PAI-TensorFlow logs include pipeline running status logs and LogView logs. The LogView logs of PAI-TensorFlow contain more information about a pipeline. If the system reports an error when you run a pipeline, you can view the details of the errors based on the logs.
GPU-accelerated servers will be phased out. You can submit TensorFlow tasks that run on CPU servers. If you want to use GPU-accelerated instances for model training, go to Deep Learning Containers (DLC) to submit jobs. For more information, see Submit training jobs.
The following figure shows an example of the logs that are generated after you submit a PAI-TensorFlow task.
Section | Description |
① | The LogView logs. You can click the link to view the LogView logs in your browser. |
② | The running status logs. |
Running status logs
Running status logs include the running status of the servers on which the distributed training jobs are running.
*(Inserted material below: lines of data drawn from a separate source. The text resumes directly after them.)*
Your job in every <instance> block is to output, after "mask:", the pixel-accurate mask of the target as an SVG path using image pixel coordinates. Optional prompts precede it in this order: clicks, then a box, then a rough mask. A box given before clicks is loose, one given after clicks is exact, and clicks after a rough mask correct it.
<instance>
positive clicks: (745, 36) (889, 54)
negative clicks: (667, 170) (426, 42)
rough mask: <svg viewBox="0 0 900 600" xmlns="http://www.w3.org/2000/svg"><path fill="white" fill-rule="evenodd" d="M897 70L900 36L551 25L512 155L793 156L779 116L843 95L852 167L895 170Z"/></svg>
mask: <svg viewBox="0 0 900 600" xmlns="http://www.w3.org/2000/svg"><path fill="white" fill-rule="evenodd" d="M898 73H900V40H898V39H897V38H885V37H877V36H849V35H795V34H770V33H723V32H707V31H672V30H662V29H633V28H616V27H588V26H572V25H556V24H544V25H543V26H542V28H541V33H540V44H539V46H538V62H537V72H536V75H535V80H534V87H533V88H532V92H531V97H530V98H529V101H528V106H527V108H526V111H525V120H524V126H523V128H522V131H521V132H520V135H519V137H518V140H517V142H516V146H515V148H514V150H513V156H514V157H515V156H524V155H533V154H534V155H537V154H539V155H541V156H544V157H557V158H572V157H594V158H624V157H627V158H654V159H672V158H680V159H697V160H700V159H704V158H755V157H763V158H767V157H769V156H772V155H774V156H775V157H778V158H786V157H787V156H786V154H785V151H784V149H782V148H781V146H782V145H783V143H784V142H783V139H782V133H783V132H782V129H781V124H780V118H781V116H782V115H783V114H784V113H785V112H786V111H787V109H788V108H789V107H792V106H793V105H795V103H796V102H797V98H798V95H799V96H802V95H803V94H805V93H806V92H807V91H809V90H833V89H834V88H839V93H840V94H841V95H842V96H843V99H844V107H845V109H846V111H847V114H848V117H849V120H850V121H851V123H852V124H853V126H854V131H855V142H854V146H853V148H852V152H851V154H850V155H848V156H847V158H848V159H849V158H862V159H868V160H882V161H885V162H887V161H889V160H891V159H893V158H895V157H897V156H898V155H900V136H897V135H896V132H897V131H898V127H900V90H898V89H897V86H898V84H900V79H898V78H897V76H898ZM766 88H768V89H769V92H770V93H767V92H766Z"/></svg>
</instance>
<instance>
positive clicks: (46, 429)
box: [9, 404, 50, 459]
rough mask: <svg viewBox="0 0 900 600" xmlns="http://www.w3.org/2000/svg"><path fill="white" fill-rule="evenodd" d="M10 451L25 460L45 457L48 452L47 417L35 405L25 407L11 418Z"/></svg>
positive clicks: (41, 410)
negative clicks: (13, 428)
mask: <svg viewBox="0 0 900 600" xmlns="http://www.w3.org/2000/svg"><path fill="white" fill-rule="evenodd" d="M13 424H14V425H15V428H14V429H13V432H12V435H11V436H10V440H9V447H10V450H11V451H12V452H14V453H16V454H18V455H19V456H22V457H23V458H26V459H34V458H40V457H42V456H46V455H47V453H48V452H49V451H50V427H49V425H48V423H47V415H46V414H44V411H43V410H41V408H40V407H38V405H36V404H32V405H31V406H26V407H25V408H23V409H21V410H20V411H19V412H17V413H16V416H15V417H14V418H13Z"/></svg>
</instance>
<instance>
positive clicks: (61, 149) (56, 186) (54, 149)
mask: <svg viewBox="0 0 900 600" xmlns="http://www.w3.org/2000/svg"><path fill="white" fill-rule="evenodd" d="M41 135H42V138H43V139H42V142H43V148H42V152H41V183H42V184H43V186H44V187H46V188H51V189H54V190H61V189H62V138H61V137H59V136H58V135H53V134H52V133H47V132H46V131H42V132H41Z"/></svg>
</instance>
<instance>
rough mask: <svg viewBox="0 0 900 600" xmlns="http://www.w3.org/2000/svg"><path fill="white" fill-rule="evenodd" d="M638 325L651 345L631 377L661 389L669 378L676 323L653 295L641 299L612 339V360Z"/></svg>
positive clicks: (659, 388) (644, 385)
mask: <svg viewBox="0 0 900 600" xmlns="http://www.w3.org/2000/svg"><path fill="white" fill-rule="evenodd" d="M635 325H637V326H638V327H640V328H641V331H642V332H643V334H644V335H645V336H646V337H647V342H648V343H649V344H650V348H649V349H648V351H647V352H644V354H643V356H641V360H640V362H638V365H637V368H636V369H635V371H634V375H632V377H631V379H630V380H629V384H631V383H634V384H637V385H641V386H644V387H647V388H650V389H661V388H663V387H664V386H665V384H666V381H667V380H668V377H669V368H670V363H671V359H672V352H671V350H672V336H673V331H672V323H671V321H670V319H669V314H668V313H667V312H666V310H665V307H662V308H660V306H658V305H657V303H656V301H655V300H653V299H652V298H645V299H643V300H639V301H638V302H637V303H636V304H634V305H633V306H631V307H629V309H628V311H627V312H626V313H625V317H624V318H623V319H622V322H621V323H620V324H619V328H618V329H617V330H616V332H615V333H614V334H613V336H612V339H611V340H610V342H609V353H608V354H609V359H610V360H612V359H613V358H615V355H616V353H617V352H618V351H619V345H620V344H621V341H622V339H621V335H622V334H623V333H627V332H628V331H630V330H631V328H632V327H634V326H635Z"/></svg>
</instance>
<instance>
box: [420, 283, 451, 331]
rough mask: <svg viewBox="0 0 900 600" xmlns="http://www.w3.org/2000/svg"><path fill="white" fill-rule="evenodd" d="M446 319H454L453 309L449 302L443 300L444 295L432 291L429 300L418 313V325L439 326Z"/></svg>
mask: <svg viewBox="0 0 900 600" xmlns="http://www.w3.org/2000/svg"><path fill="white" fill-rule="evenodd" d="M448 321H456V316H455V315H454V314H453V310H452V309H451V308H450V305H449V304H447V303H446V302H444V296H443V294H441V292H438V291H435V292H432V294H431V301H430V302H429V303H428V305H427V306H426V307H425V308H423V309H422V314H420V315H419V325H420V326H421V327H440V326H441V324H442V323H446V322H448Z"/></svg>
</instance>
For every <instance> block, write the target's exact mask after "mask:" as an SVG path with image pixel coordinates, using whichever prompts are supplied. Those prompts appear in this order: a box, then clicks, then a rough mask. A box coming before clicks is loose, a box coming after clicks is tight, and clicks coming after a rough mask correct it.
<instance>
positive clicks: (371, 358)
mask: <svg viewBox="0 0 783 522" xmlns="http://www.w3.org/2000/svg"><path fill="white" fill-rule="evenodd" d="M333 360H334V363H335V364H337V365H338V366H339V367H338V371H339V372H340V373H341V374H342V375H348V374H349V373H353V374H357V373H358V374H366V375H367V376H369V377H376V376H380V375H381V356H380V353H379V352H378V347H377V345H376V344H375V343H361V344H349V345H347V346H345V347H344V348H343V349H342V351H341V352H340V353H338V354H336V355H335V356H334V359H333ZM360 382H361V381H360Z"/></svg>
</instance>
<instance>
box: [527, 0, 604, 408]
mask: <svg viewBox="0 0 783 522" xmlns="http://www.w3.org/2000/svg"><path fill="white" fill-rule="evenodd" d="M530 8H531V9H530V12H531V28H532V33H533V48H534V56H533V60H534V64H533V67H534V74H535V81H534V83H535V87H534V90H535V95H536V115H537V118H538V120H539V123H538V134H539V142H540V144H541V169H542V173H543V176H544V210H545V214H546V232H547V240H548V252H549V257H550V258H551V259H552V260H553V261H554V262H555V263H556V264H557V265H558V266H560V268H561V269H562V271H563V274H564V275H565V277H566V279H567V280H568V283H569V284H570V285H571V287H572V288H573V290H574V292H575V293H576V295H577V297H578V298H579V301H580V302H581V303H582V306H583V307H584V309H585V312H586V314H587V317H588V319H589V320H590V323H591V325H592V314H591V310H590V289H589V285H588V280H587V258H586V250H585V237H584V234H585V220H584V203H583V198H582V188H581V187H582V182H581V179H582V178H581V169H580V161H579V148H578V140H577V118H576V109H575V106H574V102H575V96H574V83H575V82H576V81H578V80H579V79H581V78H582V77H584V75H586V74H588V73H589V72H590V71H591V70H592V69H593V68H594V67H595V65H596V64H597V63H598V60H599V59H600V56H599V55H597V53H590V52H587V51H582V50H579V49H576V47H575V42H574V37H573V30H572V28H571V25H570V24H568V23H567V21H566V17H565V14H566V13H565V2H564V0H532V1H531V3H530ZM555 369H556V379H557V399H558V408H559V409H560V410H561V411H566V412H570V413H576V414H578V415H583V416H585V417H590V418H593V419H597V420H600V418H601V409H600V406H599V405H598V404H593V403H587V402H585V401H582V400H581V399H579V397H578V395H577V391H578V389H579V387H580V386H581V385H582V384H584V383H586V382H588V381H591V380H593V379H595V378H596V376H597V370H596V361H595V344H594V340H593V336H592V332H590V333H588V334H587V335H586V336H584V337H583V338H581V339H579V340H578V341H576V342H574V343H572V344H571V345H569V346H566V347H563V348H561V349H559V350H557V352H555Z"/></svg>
A log is displayed in the Parameter 1/Parameter 2/Parameter 3 format.
The value of Parameter 1 indicates the number of nodes that run the computing tasks.
The value of Parameter 2 indicates the number of nodes that completed the computing tasks.
The value of Parameter 3 indicates the total number of nodes.
If the progress of a pipeline is 100%, the pipeline is complete.
LogView logs
LogView logs provides the debug information of pipelines. You can use the following methods to view LogView logs:
Open the link in the preceding figure in a browser. The following page appears.
To view error logs or check the output information of the code that is used to run the pipeline, double-click the instance.
On the Worker tab, view the task instances or worker instances based on your business requirements.
To view the output information that is generated by the print function when you run the code, click the icon in the Stdout column.
To view the debug information of the service, click the icon in the StdErr column.